Good piece on Rashida Tlaib posted on The Guardian by Khaled Beydoun, a man with solid credentials (whom I follow on Twitter).
My friend Rashida: far more than the first Muslim American congresswoman
I walked into Rashida Tlaib’s election watch party shortly after midnight.
Rashida sounds like the sort of candidate we need to pull this country back from the brink.
Hip-hop, salsa, Detroit house and Arabic music thumped from the speakers. The cafe walls, where the party was being held, were adorned with the work of local artists. There were no suits or gowns, just the squeak of sneakers and blue campaign T-shirts filling the room. Tlaib’s party felt like a real party, where millennials of all races mingled naturally with middle-aged and elderly supporters that were celebrating as the results rolled in.
When I read about her primary win I was surprised that I’d never heard of her before. How did I miss her?
Her message was intersectional long before “intersectionality” was catapulted into the prevailing social justice lexicon. Fighting American Islamophobia was her mandate before the phenomenon became a catchy buzzword. She tenaciously challenged anti-black racism years before the Black Lives Matter movement mainstreamed it into popular consciousness. Rashida defiantly stepped up against the state, and land-seizing billionaires, to defend the rights of vulnerable elements in her community, south-west Detroit, which was predominantly Latinx.
“brilliantly diverse sea of people”
Twelve years later, this commitment to social justice and grassroots organizing is what fueled Rashida to knock down the ultimate door, and make history as America’s first Palestinian and Muslim congresswomen. And indeed, that was the very spirit represented by the brilliantly diverse sea of people that celebrated until Rashida was ready to declare victory, at 2.46am on Wednesday morning.

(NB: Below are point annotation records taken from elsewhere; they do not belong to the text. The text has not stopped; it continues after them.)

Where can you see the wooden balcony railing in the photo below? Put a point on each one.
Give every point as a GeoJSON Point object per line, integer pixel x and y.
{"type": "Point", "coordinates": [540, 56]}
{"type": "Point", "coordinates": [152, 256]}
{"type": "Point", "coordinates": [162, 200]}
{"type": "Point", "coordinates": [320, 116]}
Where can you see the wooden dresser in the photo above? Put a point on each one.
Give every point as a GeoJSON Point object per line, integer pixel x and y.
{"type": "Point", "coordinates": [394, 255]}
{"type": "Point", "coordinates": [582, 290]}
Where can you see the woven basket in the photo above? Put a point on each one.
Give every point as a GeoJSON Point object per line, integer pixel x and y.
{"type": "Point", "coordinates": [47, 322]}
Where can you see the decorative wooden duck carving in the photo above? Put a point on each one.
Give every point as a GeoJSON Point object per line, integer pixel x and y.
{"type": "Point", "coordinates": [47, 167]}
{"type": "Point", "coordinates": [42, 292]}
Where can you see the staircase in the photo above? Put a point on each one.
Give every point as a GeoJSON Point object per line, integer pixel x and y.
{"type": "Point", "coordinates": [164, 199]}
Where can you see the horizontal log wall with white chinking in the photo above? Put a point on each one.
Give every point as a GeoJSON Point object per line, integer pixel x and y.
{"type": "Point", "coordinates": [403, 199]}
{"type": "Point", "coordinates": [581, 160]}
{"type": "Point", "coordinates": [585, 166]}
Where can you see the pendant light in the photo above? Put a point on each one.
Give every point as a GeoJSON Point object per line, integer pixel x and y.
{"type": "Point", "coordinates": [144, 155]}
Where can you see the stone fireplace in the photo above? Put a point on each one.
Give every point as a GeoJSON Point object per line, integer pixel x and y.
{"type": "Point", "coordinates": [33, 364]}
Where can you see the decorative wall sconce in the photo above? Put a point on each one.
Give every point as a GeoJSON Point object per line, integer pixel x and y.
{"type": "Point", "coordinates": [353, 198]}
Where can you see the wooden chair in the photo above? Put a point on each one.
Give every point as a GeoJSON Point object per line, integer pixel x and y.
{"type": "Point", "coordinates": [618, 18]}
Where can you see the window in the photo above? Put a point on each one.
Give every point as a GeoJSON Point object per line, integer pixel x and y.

And she has such a positive message that resonates:
Flanked by her son, Adam, her younger brother Rachid, and her campaign staff, Rashida, in tears, shouted: “I love this campaign and what it represents. It inspired people around the country to know that you do not need to sell out, you do not need to change who you are, to run for office. Be who you are – it’s what our country needs right now.”
Khaled is doing his part on pushing back on the hate and the fear (two negative forces that so often seem bound together). That is also what this country “needs right now”.